We can use a string builder (in case of java) and string stream (in case of C++) to convert given string to output string.
We will traverse the input string from left to right. If any character is ‘.’ then, we will append “[.]” in output string. Otherwise we will simply append the character in output string too.
Algorithm
- Create an empty string stream or builder.
- Run a for loop to traverse each character of given string.
- For each character in string. If character is ‘.” then append “[.]” to string builder.

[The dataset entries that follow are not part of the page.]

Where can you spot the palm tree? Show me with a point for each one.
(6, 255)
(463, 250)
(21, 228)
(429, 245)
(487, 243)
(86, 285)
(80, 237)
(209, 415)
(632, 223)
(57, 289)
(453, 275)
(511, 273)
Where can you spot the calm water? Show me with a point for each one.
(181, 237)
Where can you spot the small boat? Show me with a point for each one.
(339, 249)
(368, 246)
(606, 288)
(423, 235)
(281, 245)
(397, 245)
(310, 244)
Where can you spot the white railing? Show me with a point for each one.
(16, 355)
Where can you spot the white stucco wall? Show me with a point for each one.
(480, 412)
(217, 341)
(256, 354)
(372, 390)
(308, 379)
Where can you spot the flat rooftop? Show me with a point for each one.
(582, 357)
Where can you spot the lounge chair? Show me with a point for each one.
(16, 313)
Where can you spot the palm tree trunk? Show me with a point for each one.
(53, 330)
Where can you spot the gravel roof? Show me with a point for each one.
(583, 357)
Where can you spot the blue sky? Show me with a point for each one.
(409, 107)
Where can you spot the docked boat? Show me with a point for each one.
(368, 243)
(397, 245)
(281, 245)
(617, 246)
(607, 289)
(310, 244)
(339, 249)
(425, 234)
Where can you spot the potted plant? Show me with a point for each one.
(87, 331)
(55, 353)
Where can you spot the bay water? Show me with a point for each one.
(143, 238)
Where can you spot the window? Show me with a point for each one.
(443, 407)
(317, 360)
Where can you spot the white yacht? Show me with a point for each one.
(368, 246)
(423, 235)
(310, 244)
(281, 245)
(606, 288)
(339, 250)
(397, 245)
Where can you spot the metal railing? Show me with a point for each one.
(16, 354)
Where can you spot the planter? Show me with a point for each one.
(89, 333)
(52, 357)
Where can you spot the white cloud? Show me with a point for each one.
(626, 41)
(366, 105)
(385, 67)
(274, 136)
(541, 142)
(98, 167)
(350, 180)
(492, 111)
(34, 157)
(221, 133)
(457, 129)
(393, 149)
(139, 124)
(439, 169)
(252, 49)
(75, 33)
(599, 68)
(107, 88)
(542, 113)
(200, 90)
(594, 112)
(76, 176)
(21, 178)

Else append the same character to string builder.
- Convert the stream/builder to string and return it.
Implementation for Defanging an IP Address Leetcode Solution
C++ Program
#include <iostream>
#include <sstream>
using namespace std;
string defangIPaddr(string address)
{
std::stringstream ss;
for(int i=0;i<address.length();i++){
if(address[i]=='.'){
ss<<"[.]";//replacing . with [.]
}else{
ss<<address[i];
}
}
return ss.str();
}
int main()
{
cout << defangIPaddr("1.1.1.1");
}1[.]1[.]1[.]1
Java Program
import java.util.*;
import java.lang.*;
class Solution
{
public static String defangIPaddr(String address)
{
StringBuilder sb=new StringBuilder();
for(int i=0;i<address.length();i++){
if(address.charAt(i)=='.'){
sb.append("[.]");
}else{
sb.append(address.charAt(i));
}
}
return sb.toString();
}
public static void main(String args[])
{
System.out.println(defangIPaddr("1.1.1.1"));
}
}1[.]1[.]1[.]1
Complexity Analysis for Defanging an IP Address Leetcode Solution
Time Complexity
O(n) : we are traversing the given string linearly, Thus it’s O(n).
Space Complexity
O(n) : In case of java we have used string builder which is linear extra space and in case of C++ we have used string stream thus space complexity is O(n).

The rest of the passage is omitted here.